Unfortunately, the use of the non-GRCh37 mitochondrial sequence makes this incompatible with the actual GRCh37. Mappings or annotations that fall on the hg19 mitochondrial sequence cannot be easily transfered over to the GRCh37/b37 mitochondrial sequence.
Despite the nonstandard sequence naming, the stale mitochondrial sequence, and the inclusion of alternate loci (which is sometimes undesirable for read mapping), hg19 has gained popularity due to its exposure via the UCSC genome browser, and is often the convention used by vendors when reporting exome enrichment kit coordinates.
The "b37+decoy" / "hs37d5" extensions (by the 1000 Genomes Project Phase II).
In its second phase, the 1000 Genomes Project extended the b37 dataset with additional sequences:
- A human herpesvirus 4 type 1 sequence (named "NC_007605").
- A "decoy" sequence derived from HuRef, human BAC and Fosmid clones, and NA12878 (named "hs37d5").
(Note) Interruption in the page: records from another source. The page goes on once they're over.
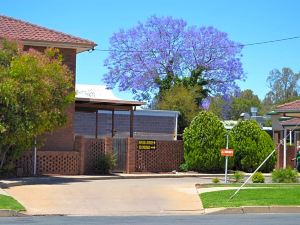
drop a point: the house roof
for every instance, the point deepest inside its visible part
(290, 106)
(31, 34)
(291, 122)
(94, 91)
(92, 104)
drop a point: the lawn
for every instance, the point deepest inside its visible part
(265, 195)
(7, 202)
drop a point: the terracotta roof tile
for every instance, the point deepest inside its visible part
(20, 30)
(295, 105)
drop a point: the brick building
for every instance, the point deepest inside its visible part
(66, 153)
(286, 132)
(39, 38)
(147, 124)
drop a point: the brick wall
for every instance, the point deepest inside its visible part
(49, 162)
(62, 139)
(167, 157)
(152, 127)
(290, 154)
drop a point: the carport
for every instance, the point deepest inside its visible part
(94, 105)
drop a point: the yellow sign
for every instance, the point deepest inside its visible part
(146, 145)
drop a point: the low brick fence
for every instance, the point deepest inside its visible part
(290, 154)
(49, 162)
(167, 157)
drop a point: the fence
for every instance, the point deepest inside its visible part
(290, 154)
(167, 156)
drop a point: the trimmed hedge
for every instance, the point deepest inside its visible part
(252, 145)
(203, 140)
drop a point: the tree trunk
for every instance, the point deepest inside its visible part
(3, 157)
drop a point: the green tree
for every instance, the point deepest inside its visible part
(283, 86)
(216, 106)
(35, 90)
(251, 146)
(183, 100)
(203, 140)
(242, 103)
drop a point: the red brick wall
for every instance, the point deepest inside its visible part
(167, 157)
(62, 139)
(290, 154)
(49, 162)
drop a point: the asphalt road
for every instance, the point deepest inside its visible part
(243, 219)
(125, 197)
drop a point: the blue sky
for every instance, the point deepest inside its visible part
(244, 21)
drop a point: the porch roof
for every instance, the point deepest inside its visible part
(92, 104)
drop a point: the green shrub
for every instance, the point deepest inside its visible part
(251, 146)
(287, 175)
(258, 177)
(216, 180)
(203, 140)
(106, 163)
(183, 167)
(238, 177)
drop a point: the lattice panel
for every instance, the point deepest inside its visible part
(167, 157)
(94, 149)
(50, 162)
(25, 163)
(58, 162)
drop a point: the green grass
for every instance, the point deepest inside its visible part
(294, 185)
(266, 196)
(7, 202)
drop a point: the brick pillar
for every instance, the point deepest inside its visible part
(108, 145)
(80, 146)
(131, 149)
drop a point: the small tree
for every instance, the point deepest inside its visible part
(203, 140)
(35, 90)
(252, 145)
(180, 99)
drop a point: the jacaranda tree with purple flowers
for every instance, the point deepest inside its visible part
(163, 50)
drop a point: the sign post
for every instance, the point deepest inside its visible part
(226, 152)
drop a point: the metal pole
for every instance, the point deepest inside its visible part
(96, 127)
(252, 174)
(284, 148)
(226, 159)
(112, 123)
(226, 163)
(34, 158)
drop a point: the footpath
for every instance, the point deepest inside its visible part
(206, 178)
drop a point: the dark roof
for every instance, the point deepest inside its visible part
(91, 104)
(290, 106)
(26, 32)
(291, 122)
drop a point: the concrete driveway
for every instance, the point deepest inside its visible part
(83, 196)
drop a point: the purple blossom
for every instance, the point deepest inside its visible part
(147, 51)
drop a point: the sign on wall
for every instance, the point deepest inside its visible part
(226, 152)
(146, 145)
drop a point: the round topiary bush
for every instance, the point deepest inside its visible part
(251, 146)
(203, 140)
(258, 177)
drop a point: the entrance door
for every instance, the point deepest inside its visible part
(119, 148)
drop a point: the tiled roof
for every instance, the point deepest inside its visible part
(295, 105)
(291, 122)
(24, 31)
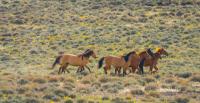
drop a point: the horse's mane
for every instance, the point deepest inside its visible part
(87, 53)
(150, 52)
(158, 49)
(126, 57)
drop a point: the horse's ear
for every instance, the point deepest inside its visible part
(158, 49)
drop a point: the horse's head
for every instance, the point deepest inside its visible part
(93, 54)
(89, 53)
(161, 51)
(129, 55)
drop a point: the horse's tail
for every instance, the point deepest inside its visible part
(56, 61)
(100, 62)
(141, 65)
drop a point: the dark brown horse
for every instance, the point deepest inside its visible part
(147, 58)
(117, 62)
(80, 60)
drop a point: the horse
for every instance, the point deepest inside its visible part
(147, 58)
(117, 62)
(80, 60)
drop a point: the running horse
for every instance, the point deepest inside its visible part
(80, 60)
(117, 62)
(147, 58)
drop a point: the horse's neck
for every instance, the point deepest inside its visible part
(157, 55)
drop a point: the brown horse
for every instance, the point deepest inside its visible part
(117, 62)
(80, 60)
(147, 58)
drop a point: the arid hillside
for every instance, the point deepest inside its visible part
(33, 32)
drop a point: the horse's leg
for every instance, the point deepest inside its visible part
(59, 70)
(116, 69)
(124, 71)
(88, 68)
(151, 69)
(78, 70)
(105, 69)
(156, 68)
(66, 68)
(133, 69)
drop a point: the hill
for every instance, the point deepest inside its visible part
(32, 32)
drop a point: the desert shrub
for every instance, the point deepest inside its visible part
(81, 101)
(118, 100)
(69, 101)
(104, 79)
(31, 100)
(53, 79)
(72, 96)
(61, 93)
(154, 94)
(6, 92)
(85, 81)
(22, 81)
(90, 101)
(137, 92)
(21, 90)
(51, 97)
(149, 79)
(181, 100)
(112, 90)
(169, 80)
(195, 78)
(70, 80)
(151, 87)
(105, 98)
(39, 80)
(184, 74)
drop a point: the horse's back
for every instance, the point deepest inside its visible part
(72, 59)
(114, 60)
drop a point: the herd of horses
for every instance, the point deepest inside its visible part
(132, 61)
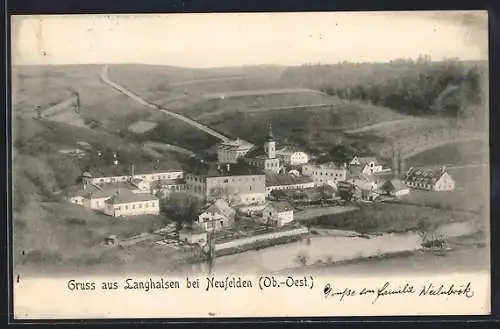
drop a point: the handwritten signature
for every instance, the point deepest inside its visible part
(386, 289)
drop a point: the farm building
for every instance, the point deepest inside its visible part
(127, 203)
(430, 180)
(217, 215)
(394, 187)
(325, 174)
(232, 151)
(123, 173)
(193, 235)
(365, 166)
(278, 214)
(240, 182)
(292, 157)
(265, 158)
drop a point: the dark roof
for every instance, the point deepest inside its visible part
(256, 152)
(220, 207)
(168, 182)
(194, 229)
(213, 170)
(355, 170)
(274, 179)
(393, 185)
(80, 190)
(281, 206)
(125, 196)
(419, 175)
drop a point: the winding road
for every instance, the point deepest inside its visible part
(137, 98)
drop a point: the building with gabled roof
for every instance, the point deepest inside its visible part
(278, 213)
(394, 187)
(275, 181)
(127, 203)
(325, 174)
(430, 180)
(239, 182)
(265, 157)
(292, 156)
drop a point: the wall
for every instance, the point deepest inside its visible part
(256, 238)
(289, 187)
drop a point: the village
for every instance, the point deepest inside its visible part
(251, 196)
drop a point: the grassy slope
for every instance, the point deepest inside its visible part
(44, 86)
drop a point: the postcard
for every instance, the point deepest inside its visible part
(250, 165)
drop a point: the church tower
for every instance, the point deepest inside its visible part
(270, 144)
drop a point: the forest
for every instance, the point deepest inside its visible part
(415, 87)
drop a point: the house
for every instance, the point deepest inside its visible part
(163, 187)
(325, 174)
(127, 203)
(238, 183)
(365, 165)
(292, 157)
(430, 180)
(194, 235)
(105, 173)
(232, 151)
(394, 187)
(275, 181)
(278, 214)
(217, 215)
(265, 158)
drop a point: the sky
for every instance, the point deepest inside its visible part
(214, 40)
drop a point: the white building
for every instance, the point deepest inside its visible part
(276, 181)
(292, 157)
(127, 203)
(240, 183)
(325, 174)
(365, 165)
(194, 235)
(217, 215)
(232, 151)
(278, 214)
(395, 187)
(430, 180)
(123, 173)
In addition, the pseudo-autosomal regions (PAR) of chromosome Y have been masked out (replaced with "N"), so that the respective regions
in chromosome X may be treated as diploid.
Collectively these changes make this set of sequences optimal for read mapping and variation calling, as they decrease false positives, while being generally compatible with b37. More information can be found at ftp://ftp.1000genomes.ebi.ac.uk/vol1/ftp/technical/reference/phase2_reference_assembly_sequence/hs37d5.slides.pdf
The "Ion Torrent hg19".
The Torrent Suite software (which Ion Torrent makes available for their instruments) allows downloading of a particular human reference genome from the Ion Torrent servers. Ion Torrent calls it "hg19", but it has distinct differences from the UCSC hg19. In particular, it uses the UCSC naming conventions ("chr1" to "chr22", "chrX", "chrY", "chrM"), but has replaced the stale UCSC hg19 mitochondrial sequence with the newer GRCh37 one. This renders the general rule of "chrM refers to the old mitochondria, and MT refers to the new mitochondria" as invalid, because now there is a sequence named "chrM" which refers to the new mitochondria. More information can be found at http://ioncommunity.lifetechnologies.com/docs/DOC-9318
Which human sequence should one use?
The 1000 Genomes Phase II (hs37d5) sequence is particularly preferred when read mapping is performed. It leads to better mapping quality due to masking of PAR regions in chromosome Y and the addition of the decoy sequences, while being compatible with b37, GATK, and IGV.